When your API suddenly becomes slow, or your database connections get exhausted, or your service crashes with "out of memory" errors, you're hitting the boundaries where your code meets the operating system. Understanding these boundaries is what separates engineers who can debug production issues from those who can't.
In interviews, when someone asks "How would you design a system that handles 10,000 concurrent requests?", they're really asking: "Do you understand that your application runs on an OS that has limits? Do you know where those limits are, and how to work with them instead of against them?"

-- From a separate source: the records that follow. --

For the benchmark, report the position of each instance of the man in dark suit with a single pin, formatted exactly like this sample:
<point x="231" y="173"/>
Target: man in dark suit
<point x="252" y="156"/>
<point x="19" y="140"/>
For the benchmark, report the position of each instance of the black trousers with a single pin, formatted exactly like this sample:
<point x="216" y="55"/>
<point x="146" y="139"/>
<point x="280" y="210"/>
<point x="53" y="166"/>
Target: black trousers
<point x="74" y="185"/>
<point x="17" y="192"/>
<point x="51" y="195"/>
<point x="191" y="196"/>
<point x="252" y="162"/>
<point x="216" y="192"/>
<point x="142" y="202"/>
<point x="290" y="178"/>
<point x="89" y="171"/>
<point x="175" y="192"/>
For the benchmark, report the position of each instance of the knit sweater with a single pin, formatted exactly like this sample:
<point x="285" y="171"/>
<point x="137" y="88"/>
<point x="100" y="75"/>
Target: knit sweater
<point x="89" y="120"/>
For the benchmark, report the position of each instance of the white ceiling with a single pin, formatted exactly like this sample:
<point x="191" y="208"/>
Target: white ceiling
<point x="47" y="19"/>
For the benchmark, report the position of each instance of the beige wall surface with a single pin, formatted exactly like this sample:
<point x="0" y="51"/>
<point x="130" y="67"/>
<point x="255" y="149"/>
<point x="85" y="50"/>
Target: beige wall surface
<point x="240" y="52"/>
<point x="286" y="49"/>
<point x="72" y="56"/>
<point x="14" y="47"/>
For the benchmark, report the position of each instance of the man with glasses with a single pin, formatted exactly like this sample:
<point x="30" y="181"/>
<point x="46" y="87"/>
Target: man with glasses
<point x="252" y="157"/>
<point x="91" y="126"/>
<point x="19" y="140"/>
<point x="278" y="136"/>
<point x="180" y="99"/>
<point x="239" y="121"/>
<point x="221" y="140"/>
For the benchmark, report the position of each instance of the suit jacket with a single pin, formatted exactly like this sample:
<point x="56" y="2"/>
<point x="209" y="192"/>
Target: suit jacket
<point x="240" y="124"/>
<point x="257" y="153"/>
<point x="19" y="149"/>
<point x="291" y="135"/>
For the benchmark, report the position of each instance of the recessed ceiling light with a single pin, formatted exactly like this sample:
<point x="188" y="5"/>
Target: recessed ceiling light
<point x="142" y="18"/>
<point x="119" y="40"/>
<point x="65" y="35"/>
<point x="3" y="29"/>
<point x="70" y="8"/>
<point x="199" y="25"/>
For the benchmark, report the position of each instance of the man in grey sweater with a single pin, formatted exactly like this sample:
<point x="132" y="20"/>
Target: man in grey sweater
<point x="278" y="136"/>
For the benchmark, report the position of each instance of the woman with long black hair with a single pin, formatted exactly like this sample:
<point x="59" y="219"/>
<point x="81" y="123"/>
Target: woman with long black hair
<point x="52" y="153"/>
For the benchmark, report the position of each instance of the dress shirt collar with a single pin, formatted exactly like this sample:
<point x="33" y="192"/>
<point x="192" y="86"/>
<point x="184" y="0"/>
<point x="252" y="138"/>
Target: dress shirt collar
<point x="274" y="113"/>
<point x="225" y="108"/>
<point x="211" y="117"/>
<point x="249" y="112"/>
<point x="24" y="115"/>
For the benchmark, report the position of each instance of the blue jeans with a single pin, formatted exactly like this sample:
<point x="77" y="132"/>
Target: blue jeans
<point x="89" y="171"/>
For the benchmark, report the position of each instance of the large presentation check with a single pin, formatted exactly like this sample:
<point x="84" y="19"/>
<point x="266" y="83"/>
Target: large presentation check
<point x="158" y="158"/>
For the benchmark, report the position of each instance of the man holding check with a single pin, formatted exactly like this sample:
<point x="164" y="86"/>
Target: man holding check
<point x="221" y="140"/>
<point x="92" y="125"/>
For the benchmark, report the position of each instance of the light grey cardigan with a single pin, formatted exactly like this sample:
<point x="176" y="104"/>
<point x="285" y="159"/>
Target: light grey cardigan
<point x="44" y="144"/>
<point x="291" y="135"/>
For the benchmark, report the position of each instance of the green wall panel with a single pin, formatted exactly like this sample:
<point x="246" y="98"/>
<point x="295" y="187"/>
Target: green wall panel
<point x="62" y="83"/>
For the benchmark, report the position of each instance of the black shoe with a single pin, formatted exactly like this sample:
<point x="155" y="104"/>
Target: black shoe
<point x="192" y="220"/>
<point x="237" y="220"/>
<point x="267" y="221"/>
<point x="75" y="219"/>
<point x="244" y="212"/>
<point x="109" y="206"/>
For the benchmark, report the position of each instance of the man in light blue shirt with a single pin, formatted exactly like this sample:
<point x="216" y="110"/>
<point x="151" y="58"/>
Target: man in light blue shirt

Core Intuitions You Must Build
-
Processes are isolated, threads share memory. A process is like a separate apartment—it has its own address space. Threads are like roommates sharing that apartment. When one thread crashes, it can take down the whole process. When one process crashes, others keep running. This is why microservices run as separate processes, not threads.
-
The kernel is a bottleneck. Every time your code needs to read a file, make a network call, or allocate memory, it crosses into kernel space. This boundary crossing has a cost. When thousands of requests all need to make syscalls at once, the kernel becomes the bottleneck. This is why async I/O matters—it lets you make many syscalls without blocking.
-
Memory is a lie. Your process thinks it has a huge, continuous address space. In reality, the OS maps virtual addresses to physical RAM (or disk, if you're swapping). When you allocate memory, you're not actually getting it until you write to it. This is why "memory leaks" can be subtle—you might think you freed memory, but the OS hasn't reclaimed it yet.
-
Scheduling is about fairness and throughput. The OS scheduler is like a traffic cop at a busy intersection. It has to decide: do I let this one car through quickly, or do I rotate through everyone fairly? Different scheduling algorithms optimize for different things. Real-time systems prioritize latency. Batch systems prioritize throughput. Web servers need a balance.
-
I/O waits are where time goes. Your CPU can execute billions of instructions per second. But when it's waiting for a disk read or network packet, it's doing nothing. This is why profiling shows "99% CPU idle" even when your system feels slow—the CPU is waiting for I/O. Understanding this changes how you design systems.
-
Concurrency primitives leak into your code. Locks, semaphores, mutexes—these are OS concepts that show up in your application code. When you use a mutex in your code, you're using the OS's ability to put threads to sleep and wake them up. Understanding how the OS implements these helps you use them correctly.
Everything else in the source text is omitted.